LITTLE ROCK — The state Forestry Commission asked local officials Wednesday to keep the wraps on most fireworks this Independence Day to limit fire danger amid the drought.
The commission sent a letter to the County Judges Association of Arkansas strongly encouraging county judges who have not done so already to impose burn bans, and to include prohibiting the discharge of all fireworks except those expressly permitted by the county judge.
“With the incendiary nature — literally — of handheld fireworks, bottle rockets, all those things we like to do on the 4th of July, the forests, grass and pastures are cinder boxes,” state Forester Joe Fox said. “We all like to celebrate July 4, but we think the safety of our citizens and firefighters takes top priority.”
All but 21 of the 75 counties had burn bans in effect Wednesday, according to the commission. Preston Scroggin, the Faulkner County judge and president of the County Judges Association of Arkansas, said he sent Fox’s request to the other 74 county judges Wednesday.
“I’m advising them that with the severity of the situation we’re facing, we need to ban the discharge of fireworks,” Scroggin said.
He said cities and property owners associations across his county had canceled fireworks displays.
“In my case, I had granted some permits three or four weeks ago. Things just kept getting worse and worse and I had to yank those,” Scroggin said. “I had no choice, it’s just that dry here.
“I farm for a living, and (conditions) are as dry as I’ve ever seen them in my lifetime. It’s bad.”
In an intergovernmental meeting Tuesday, mayors in Pope County voted to ban the private and public discharge of fireworks during the Independence Day holiday in light of a county-wide burn ban in effect.
Officials elsewhere also have canceled fireworks displays, including Hot springs, Searcy and Batesville. Temperatures rose past the century mark this week — weeks earlier than normal, deepening drought conditions brought on by weeks without significant rainfall in the state.
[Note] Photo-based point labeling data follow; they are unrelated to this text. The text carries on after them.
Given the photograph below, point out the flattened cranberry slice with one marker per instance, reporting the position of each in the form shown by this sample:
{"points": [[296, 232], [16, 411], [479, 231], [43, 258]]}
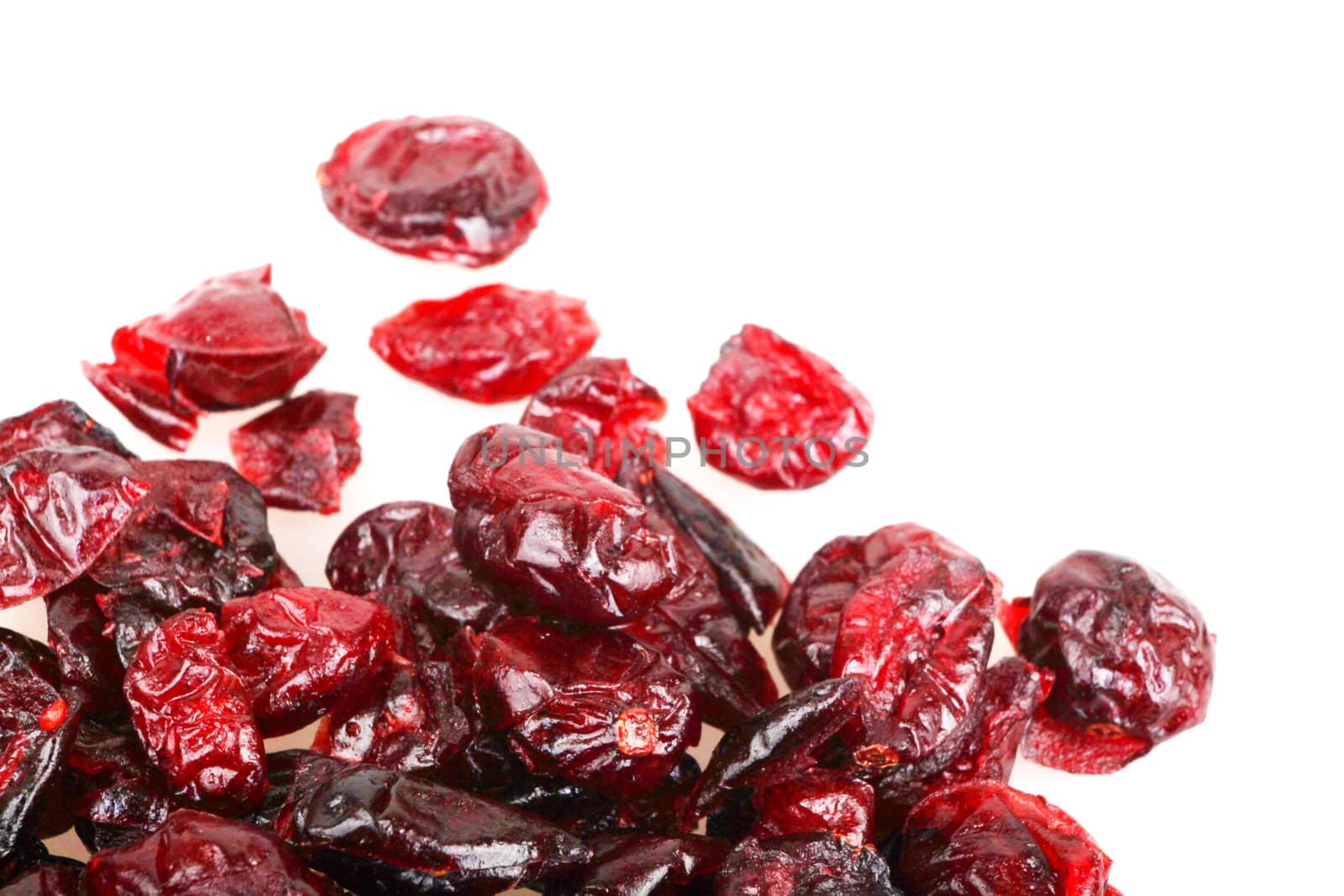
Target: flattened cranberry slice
{"points": [[447, 188], [490, 344], [300, 453], [785, 418]]}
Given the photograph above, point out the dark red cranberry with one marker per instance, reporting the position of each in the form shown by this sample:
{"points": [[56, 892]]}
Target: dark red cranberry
{"points": [[60, 510], [194, 716], [1005, 840], [596, 708], [201, 855], [804, 422], [554, 535], [598, 409], [490, 344], [300, 453], [1132, 658]]}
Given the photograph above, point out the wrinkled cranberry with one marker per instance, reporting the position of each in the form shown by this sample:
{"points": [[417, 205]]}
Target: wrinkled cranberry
{"points": [[1132, 658], [554, 535], [783, 417], [382, 832], [1001, 839], [194, 716], [201, 855], [490, 344], [596, 708], [60, 510], [448, 188], [804, 866], [300, 652], [598, 409]]}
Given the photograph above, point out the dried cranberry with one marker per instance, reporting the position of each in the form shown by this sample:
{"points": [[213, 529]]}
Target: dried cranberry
{"points": [[60, 510], [490, 344], [448, 188], [300, 652], [557, 537], [598, 409], [803, 423], [199, 855], [1001, 839], [1132, 658], [804, 866], [194, 716], [596, 708]]}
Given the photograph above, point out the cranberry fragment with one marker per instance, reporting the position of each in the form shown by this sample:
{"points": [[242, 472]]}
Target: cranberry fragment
{"points": [[555, 537], [60, 510], [302, 453], [490, 344], [1001, 839], [598, 409], [199, 855], [448, 188], [596, 708], [1132, 658], [803, 423], [194, 716]]}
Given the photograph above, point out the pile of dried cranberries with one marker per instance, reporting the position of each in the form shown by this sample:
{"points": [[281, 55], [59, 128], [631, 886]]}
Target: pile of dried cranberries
{"points": [[504, 691]]}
The last measurable rainfall in Little Rock was June 12, according to the National Weather Service.
The weather service said rainfall so far in June totaled 1.59 inches, 1.29 inches below normal for the month. So far this year, rainfall has totaled 18.88 inches, 5.82 inches below normal.
The state forecast is “more hot, dry weather, no rain for the next 10 days,” NWS meteorologist Joe Goudsword said.
The Forestry Commission classified the fire danger as high in all of the state’s 75 counties Wednesday.
The agency worked 20 forest fires Tuesday, including at least one in each of its eight fire districts for the first time this year. The blazes scorched 240 acres, Fox said.
“We’re at about twice the acres of suppressed fires so far in 2012 than this time in 2011, and 2011 was a pretty bad year.”